About that set-up. I have *no* headunit. Just a 4 channel amp and new component speakers. If I keep this set up (and I might) I'll probably upgrade to a decent 5 channel and a 8inch sub hidden back there somewhere. Who even knows at this point lol.


----------



## New2theGame (Aug 14, 2008)

*Re: FV-QR (builtforsin)*

by head unit, i meant your pioneer deck..


----------



## builtforsin (Nov 24, 2007)

*Re: FV-QR (New2theGame)*

Oh lol. You're thinking of Steveo.
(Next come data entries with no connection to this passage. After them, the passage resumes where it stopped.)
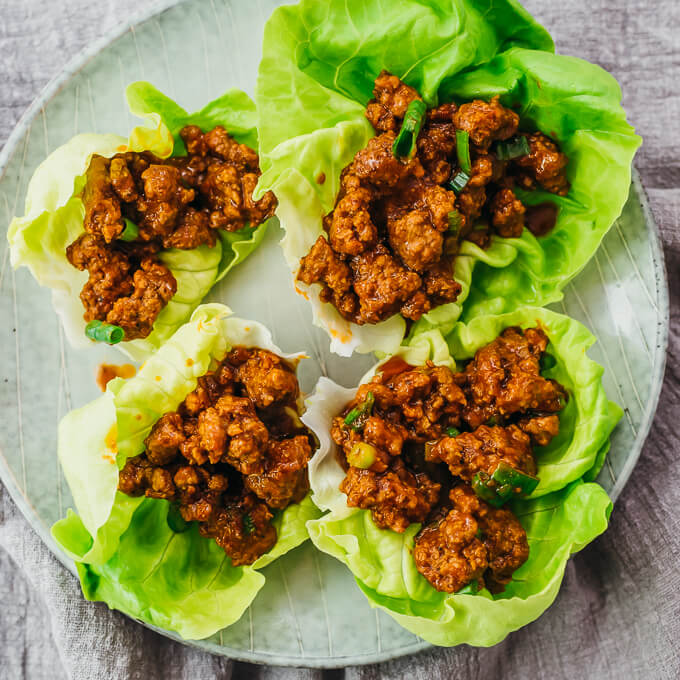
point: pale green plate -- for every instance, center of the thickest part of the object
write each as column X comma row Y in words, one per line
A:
column 310, row 613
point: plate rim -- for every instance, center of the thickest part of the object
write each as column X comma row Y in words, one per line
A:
column 21, row 128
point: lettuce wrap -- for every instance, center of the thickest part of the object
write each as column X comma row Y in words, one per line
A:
column 320, row 59
column 54, row 212
column 561, row 516
column 127, row 550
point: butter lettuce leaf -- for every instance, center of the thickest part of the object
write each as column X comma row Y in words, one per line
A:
column 561, row 516
column 54, row 212
column 557, row 526
column 126, row 553
column 319, row 61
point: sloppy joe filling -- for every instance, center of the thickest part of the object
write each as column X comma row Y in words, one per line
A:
column 137, row 205
column 400, row 217
column 447, row 449
column 233, row 454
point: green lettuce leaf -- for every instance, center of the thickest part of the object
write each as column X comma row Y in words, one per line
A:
column 319, row 61
column 54, row 213
column 586, row 422
column 561, row 516
column 557, row 526
column 126, row 553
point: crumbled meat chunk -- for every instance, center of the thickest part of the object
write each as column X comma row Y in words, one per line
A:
column 483, row 449
column 382, row 284
column 178, row 202
column 227, row 457
column 432, row 432
column 545, row 164
column 284, row 479
column 397, row 226
column 377, row 166
column 392, row 98
column 507, row 214
column 415, row 240
column 242, row 529
column 396, row 498
column 154, row 285
column 162, row 445
column 486, row 122
column 541, row 429
column 193, row 230
column 351, row 228
column 473, row 542
column 267, row 378
column 504, row 378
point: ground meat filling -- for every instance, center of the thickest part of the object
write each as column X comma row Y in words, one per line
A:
column 415, row 442
column 398, row 223
column 231, row 455
column 178, row 202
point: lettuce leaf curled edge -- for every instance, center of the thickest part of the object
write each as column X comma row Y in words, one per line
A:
column 561, row 516
column 125, row 552
column 54, row 212
column 320, row 58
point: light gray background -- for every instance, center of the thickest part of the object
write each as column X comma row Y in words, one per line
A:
column 618, row 614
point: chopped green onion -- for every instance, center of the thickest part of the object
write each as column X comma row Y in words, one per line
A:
column 362, row 455
column 248, row 524
column 507, row 476
column 505, row 483
column 463, row 150
column 513, row 148
column 457, row 184
column 470, row 589
column 405, row 144
column 455, row 222
column 547, row 362
column 131, row 231
column 355, row 418
column 104, row 332
column 175, row 520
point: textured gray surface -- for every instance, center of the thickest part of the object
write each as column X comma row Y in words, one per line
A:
column 618, row 614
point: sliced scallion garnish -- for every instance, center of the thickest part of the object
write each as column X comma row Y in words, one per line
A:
column 356, row 417
column 505, row 483
column 507, row 476
column 104, row 332
column 405, row 144
column 131, row 231
column 463, row 150
column 513, row 148
column 457, row 184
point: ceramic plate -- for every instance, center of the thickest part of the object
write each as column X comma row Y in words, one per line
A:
column 310, row 613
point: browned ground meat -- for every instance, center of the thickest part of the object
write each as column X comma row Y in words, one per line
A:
column 396, row 498
column 179, row 202
column 504, row 378
column 474, row 541
column 232, row 453
column 398, row 223
column 413, row 439
column 545, row 164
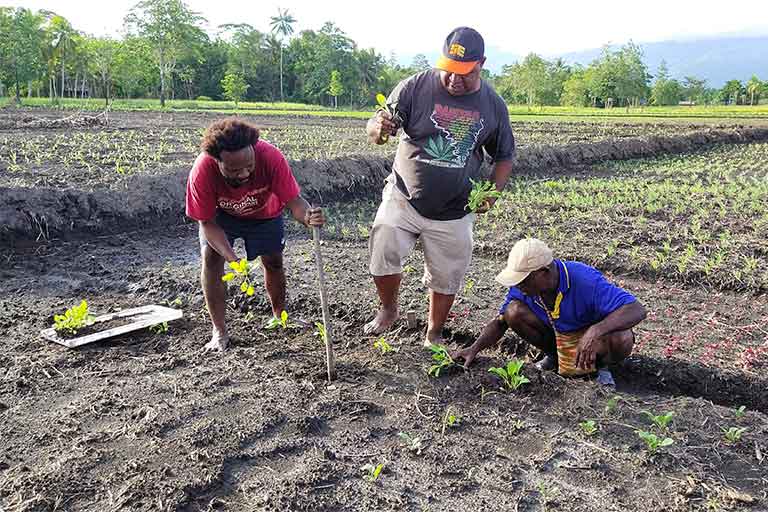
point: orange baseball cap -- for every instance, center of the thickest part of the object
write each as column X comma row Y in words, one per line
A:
column 463, row 49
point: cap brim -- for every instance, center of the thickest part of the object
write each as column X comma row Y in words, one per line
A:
column 511, row 278
column 455, row 66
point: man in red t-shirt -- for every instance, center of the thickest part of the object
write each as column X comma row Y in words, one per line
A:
column 237, row 188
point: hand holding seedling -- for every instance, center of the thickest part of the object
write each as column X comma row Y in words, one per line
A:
column 482, row 196
column 314, row 216
column 386, row 122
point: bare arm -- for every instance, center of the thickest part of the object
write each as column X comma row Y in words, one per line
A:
column 623, row 319
column 217, row 239
column 304, row 213
column 501, row 172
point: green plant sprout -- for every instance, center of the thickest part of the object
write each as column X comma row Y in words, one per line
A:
column 450, row 419
column 281, row 322
column 161, row 328
column 391, row 108
column 662, row 420
column 654, row 442
column 510, row 375
column 413, row 443
column 371, row 473
column 442, row 358
column 481, row 192
column 611, row 404
column 589, row 427
column 241, row 269
column 383, row 346
column 732, row 435
column 73, row 319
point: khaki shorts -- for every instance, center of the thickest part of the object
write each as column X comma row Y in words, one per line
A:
column 447, row 243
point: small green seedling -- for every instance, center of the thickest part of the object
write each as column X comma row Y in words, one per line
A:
column 161, row 328
column 442, row 358
column 732, row 435
column 241, row 270
column 589, row 427
column 450, row 419
column 481, row 192
column 510, row 375
column 654, row 442
column 320, row 332
column 371, row 473
column 73, row 319
column 413, row 443
column 384, row 347
column 391, row 108
column 611, row 404
column 281, row 322
column 662, row 420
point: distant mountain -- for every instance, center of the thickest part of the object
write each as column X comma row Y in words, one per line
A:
column 715, row 59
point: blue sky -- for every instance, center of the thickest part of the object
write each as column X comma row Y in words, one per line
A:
column 517, row 28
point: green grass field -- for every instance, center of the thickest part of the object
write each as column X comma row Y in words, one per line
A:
column 699, row 113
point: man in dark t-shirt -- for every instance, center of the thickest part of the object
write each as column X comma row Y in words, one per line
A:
column 451, row 119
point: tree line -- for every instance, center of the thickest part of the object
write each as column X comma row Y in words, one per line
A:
column 166, row 54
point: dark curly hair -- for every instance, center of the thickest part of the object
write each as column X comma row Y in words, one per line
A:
column 229, row 134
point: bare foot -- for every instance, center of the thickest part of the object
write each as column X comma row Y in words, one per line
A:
column 218, row 343
column 434, row 337
column 383, row 321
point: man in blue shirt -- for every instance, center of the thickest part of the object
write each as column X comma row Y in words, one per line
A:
column 568, row 310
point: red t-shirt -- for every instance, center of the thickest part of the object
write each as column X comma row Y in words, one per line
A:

I got you.


----------



## steveo27 (Aug 2, 2005)

*FV-QR*

ugh. ofcourse the cable i have doesnt work :kill everyone:


----------



## steveo27 (Aug 2, 2005)

*FV-QR*

ttt


----------



## bbplaya4lfe (Jan 27, 2008)

*Re: FV-QR (builtforsin)*

it didnt work? !


----------



## steveo27 (Aug 2, 2005)

*FV-QR*

this worked - http://www.crutchfield.com/S-l...p=120


----------



## bbplaya4lfe (Jan 27, 2008)

*Re: FV-QR (steveo27)*

great to know it worked. & that plugs is ip bus interface.


----------



## mico7287 (Nov 10, 2008)

*Re: Ipod to Pioneer headunit - connection question? (steveo27)*

aslong as u dont want to control the tracks from the radio you can use this 1 they work good and cheap price i found it on ebay i have 1 in my car and works good this 1 you can hook up power and ground 2 it and it will charge your i pod 2 http://cgi.ebay.com/Pioneer-IP...%3A50


----------